P1-07: Tailed U-Net: Multi-Scale Music Representation Learning
Vélez Vásquez, Marcel A*, Burgoyne, John Ashley
Subjects (starting with primary): MIR fundamentals and methodology -> music signal processing ; Musical features and properties -> representations of music ; Domain knowledge -> representations of music ; Musical features and properties -> musical style and genre ; Domain knowledge -> machine learning/artificial intelligence for music ; Musical features and properties -> musical affect, emotion and mood
Presented In-person, in Bengaluru: 4-minute short-format presentation
Self-supervised learning has steadily been gaining traction in recent years. In music information retrieval (MIR), one promising recent application of self-supervised learning is the CLMR framework (contrastive learning of musical representations). CLMR has shown good performance, achieving results on par with state-of-the-art end-to-end classification models, but it is strictly an encoding framework.

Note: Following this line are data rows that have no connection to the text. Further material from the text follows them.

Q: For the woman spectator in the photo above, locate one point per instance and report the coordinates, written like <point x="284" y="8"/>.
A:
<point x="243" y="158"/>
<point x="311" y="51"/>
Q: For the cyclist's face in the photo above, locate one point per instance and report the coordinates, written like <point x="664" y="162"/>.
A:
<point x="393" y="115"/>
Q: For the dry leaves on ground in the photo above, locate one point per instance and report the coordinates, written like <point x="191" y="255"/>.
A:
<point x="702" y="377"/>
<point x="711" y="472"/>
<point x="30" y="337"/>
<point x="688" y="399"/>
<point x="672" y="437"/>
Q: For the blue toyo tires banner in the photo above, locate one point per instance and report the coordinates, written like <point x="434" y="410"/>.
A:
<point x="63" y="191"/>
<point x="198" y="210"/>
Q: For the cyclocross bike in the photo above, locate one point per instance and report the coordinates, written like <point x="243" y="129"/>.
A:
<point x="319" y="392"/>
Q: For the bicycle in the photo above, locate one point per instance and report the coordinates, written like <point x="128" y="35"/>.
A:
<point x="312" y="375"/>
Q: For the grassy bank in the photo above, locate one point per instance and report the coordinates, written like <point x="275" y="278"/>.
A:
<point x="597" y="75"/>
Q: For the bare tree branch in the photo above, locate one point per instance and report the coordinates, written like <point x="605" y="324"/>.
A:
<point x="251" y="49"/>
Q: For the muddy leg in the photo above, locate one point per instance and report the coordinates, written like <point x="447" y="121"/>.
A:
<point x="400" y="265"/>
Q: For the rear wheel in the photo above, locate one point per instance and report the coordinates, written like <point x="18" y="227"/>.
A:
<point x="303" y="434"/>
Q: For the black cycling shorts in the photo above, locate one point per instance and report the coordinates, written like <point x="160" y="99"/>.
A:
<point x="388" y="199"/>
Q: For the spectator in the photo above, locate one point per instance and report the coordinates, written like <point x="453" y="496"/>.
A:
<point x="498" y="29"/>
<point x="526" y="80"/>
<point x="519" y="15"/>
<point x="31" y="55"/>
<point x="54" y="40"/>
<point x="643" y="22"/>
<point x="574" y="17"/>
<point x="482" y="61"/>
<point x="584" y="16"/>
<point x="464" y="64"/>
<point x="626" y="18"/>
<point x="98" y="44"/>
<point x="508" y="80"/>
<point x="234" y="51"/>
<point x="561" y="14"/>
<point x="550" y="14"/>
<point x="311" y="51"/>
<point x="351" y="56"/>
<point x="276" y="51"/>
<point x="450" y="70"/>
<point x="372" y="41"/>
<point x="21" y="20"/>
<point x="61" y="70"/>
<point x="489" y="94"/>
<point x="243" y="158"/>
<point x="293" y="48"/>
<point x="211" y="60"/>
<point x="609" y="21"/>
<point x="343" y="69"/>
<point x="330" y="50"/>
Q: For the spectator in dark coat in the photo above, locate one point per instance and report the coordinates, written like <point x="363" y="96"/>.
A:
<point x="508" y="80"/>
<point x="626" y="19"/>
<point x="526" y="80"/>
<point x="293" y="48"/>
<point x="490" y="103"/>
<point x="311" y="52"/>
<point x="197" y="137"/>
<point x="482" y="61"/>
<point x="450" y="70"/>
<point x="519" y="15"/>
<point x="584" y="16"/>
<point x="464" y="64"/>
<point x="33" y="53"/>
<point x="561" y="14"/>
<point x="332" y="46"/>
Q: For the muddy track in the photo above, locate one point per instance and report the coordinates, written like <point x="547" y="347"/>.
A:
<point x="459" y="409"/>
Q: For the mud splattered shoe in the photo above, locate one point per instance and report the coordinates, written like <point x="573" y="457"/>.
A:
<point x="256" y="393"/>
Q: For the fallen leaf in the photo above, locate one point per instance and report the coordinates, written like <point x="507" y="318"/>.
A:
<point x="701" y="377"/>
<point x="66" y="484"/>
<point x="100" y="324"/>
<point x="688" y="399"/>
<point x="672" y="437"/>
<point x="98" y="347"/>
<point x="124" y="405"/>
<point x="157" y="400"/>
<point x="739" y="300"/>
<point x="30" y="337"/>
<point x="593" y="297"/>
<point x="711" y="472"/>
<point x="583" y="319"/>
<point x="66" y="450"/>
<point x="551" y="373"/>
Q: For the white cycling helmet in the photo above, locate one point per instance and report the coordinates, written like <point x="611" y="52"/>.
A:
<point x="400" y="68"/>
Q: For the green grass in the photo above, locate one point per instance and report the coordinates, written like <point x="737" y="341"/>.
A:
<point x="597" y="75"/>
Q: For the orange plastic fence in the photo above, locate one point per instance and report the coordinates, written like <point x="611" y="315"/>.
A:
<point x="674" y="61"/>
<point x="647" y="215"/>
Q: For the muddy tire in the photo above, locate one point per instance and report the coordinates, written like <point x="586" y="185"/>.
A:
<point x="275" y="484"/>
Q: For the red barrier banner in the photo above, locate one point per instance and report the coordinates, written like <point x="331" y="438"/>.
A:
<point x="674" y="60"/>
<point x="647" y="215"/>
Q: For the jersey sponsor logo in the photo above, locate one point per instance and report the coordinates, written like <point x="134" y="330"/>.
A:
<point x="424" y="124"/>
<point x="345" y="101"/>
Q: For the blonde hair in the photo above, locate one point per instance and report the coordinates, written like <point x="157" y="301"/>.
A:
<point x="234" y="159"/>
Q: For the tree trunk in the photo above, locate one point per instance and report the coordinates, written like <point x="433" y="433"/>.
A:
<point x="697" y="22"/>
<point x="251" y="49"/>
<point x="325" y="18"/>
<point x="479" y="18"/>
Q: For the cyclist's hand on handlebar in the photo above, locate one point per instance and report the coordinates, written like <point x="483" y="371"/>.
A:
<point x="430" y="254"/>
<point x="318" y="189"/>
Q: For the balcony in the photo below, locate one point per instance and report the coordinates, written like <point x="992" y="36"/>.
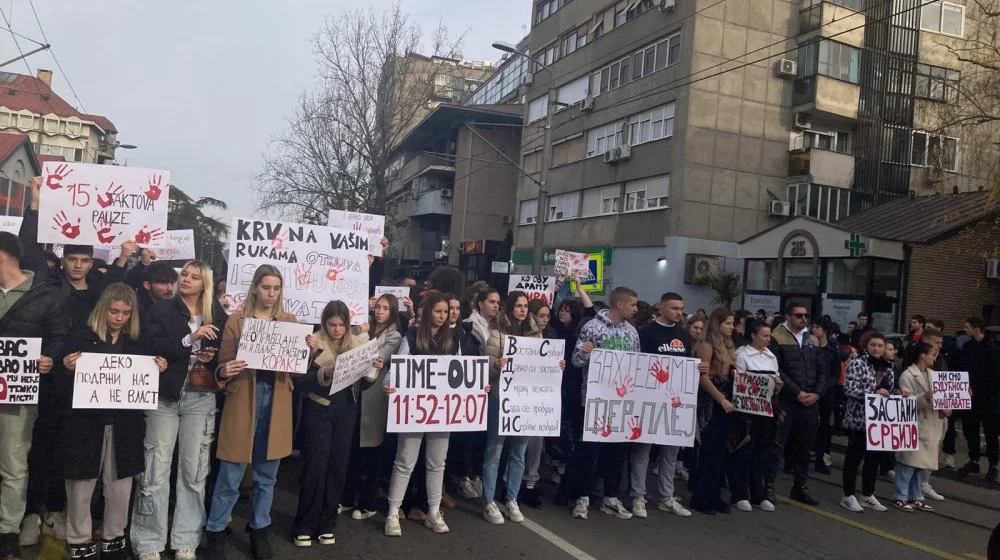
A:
<point x="822" y="167"/>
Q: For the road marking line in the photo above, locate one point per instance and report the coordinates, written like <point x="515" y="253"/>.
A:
<point x="557" y="541"/>
<point x="872" y="530"/>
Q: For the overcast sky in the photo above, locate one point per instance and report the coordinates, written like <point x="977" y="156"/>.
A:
<point x="201" y="87"/>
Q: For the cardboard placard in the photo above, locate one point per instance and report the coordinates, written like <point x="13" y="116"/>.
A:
<point x="86" y="204"/>
<point x="531" y="387"/>
<point x="317" y="263"/>
<point x="116" y="381"/>
<point x="274" y="345"/>
<point x="891" y="423"/>
<point x="438" y="394"/>
<point x="648" y="398"/>
<point x="19" y="370"/>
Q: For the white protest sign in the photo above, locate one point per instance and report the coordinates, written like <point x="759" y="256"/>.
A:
<point x="572" y="265"/>
<point x="531" y="387"/>
<point x="353" y="365"/>
<point x="438" y="393"/>
<point x="951" y="390"/>
<point x="19" y="370"/>
<point x="317" y="263"/>
<point x="648" y="398"/>
<point x="399" y="291"/>
<point x="85" y="204"/>
<point x="371" y="224"/>
<point x="116" y="381"/>
<point x="752" y="392"/>
<point x="891" y="423"/>
<point x="535" y="287"/>
<point x="274" y="345"/>
<point x="11" y="224"/>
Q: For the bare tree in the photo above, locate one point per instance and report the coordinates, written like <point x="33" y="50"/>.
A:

It suffers the characteristic limitation of any encoder that it cannot explicitly combine multi-timescale information, whereas a characteristic feature of human audio perception is that we tend to perceive all frequencies simultaneously. To this end, we propose a generalization of CLMR that learns to extract and explicitly combine representations across different frequency resolutions, which we coin the tailed U-Net (TUNe). TUNe architectures combine multi-timescale information during a decoding phase, similar to U-Net architectures used in computer vision and source separation, but have a tail added to reduce sample-level information to a smaller pre-defined number of representation dimensions. The size of the decoding phase is a hyperparameter, and in the case of a zero-layer decoding phase, TUNe reduces to CLMR. The best TUNe architectures, however, require less training time to match CLMR performance, have superior transfer learning performance, and are competitive with state-of-the-art models even at dramatically reduced dimensionalities.